Participation matters—especially now.
Where the Real Debate Happens
CC Watchdog articles often come alive in the comments.
Subscriber Kathleen’s detailed account of wetland fill near Cays and Woodcock Roads illustrates how projects approved under different standards can impose real harm on neighbors. Wetlands once absorbed water. After extensive fill to expand the Jamestown Corporation’s golf course, the water now inundates adjacent properties.
If environmental protections apply to some but not others, they protect no one.
When Help Hurts
Don’t Feed the Ducks: It Makes Them Dependent uses a simple true story from Ashland, Oregon to deliver a serious lesson. Well-meaning residents fed ducks in a public park, believing they were helping. Instead, the ducks stopped foraging, clustered unnaturally, and became dependent on humans for survival. The solution was not cruelty, but restraint—ending the feeding so the ducks could relearn how to survive on their own.
The story’s message is direct: help that replaces independence ultimately harms the very beings it intends to protect. True care preserves capability, responsibility, and resilience, rather than removing them.
That lesson resonates uncomfortably in Clallam County’s approach to homelessness and harm reduction. An expanding web of free services—often offered without expectations around treatment, recovery, or transition—risks creating long-term dependency rather than pathways back to stability. Compassion matters, but when it is disconnected from accountability and independence, it can quietly undermine both individuals and the community meant to support them.
Scanner Reality Check
A sampling of recent Clallam County Scanner Report entries underscores what residents already know: violent incidents, overdoses, and disorder are not abstract policy debates.
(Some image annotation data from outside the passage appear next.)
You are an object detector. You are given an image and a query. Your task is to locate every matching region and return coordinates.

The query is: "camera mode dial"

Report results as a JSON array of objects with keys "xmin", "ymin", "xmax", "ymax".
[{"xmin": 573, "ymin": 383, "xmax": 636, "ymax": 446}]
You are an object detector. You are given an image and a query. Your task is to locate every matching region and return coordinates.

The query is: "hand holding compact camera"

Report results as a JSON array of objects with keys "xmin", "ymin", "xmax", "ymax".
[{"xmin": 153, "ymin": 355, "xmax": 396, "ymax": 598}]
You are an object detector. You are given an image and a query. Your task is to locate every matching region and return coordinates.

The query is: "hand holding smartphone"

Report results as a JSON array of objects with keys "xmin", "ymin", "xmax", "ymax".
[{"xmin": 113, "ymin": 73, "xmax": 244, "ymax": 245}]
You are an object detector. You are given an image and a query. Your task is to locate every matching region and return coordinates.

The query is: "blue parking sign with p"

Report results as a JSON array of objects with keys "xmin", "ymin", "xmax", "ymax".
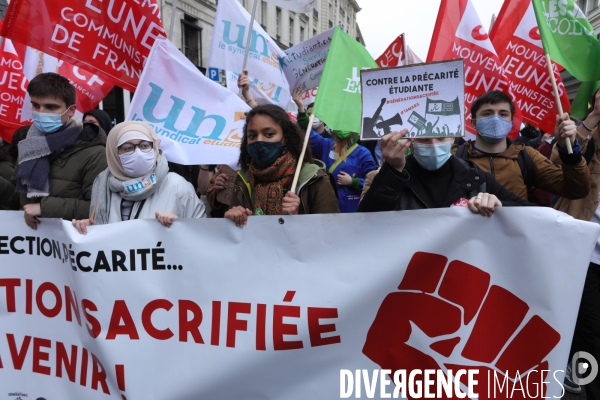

They are daily events.
Ignoring that reality does not make it go away.
The Sticker That Says It All
An eBay seller is offering “Port Angeles” stickers depicting a burned-out RV surrounded by trash and transients. The stickers cost $6 and reviews are glowing. One even calls it “ideal for use on laptops.”
You probably won’t find one on the commissioner’s county-issued laptops—but perhaps the satire hits close enough to sting.